A new study has found that the bird flu virus can survive for up to two years in the carcasses of buried birds.
Dr. Shannon Bartelt-Hunt, an environmental engineer at the University of Nebraska-Lincoln, says that the findings of the study indicate that waste managers need to be particularly careful with how they dispose and manage landfills containing infected birds.
"There are a lot of birds at landfills. If you think of landfills as reservoirs, you could have birds as vectors. Other animals could be vectors. Landfill personnel could be potentially exposed," ABC Online quoted Dr. Bartelt-Hunt as saying.
Bird flu is an H5N1 form of the influenza virus that mainly infects birds, including chicken, ducks and turkeys.
Whenever any bird gets infected with the virus, farmers usually kill the entire flock to subdue an outbreak.
Thus far, hundreds of millions of birds have been killed by the flu, or by efforts to control it.
Even though there are options for disposal like composting and burning, most carcasses often end up in landfills.
For the current study, Bartelt-Hunt and colleagues filled Petri dishes with leachate-the liquid that drains from landfills, adding avian influenza to each dish.

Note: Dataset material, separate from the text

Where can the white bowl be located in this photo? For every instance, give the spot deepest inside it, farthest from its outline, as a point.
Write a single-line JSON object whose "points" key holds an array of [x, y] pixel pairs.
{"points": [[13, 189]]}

The researchers then tested the mixtures at four different temperatures levels, three pH levels, and three levels of conductivity to test for the presence of heavy metals.
After 60 days, they were able to estimate how long the virus would remain infectious based on how quickly it was breaking down.
Reporting their findings in the journal Environmental Science and Technology, the researchers said that at colder temperatures and neutral pH levels, the virus was likely to survive the longest-sometimes for up to nearly two years.
"The assumption was that once it's in the landfill, there's no more question about whether it's infectious. This is suggestive that carcasses will likely remain infectious when they're placed in a landfill and for a period of time after that," says Bartelt-Hunt.
The new work suggests that the bodies should get covered quickly to raise their temperature, or to make the landfill more acidic or basic to deactivate the virus as quicly as possible.
"In general, waste disposal is one of those things that's just 'out of sight, out of mind'. Once it gets there, people tend to think it's just gone and they don't have to worry about it ... It's hard to say if waste disposal is this huge unknown red flag out there, but I think having some consistent guidelines is important," says Bartelt-Hunt.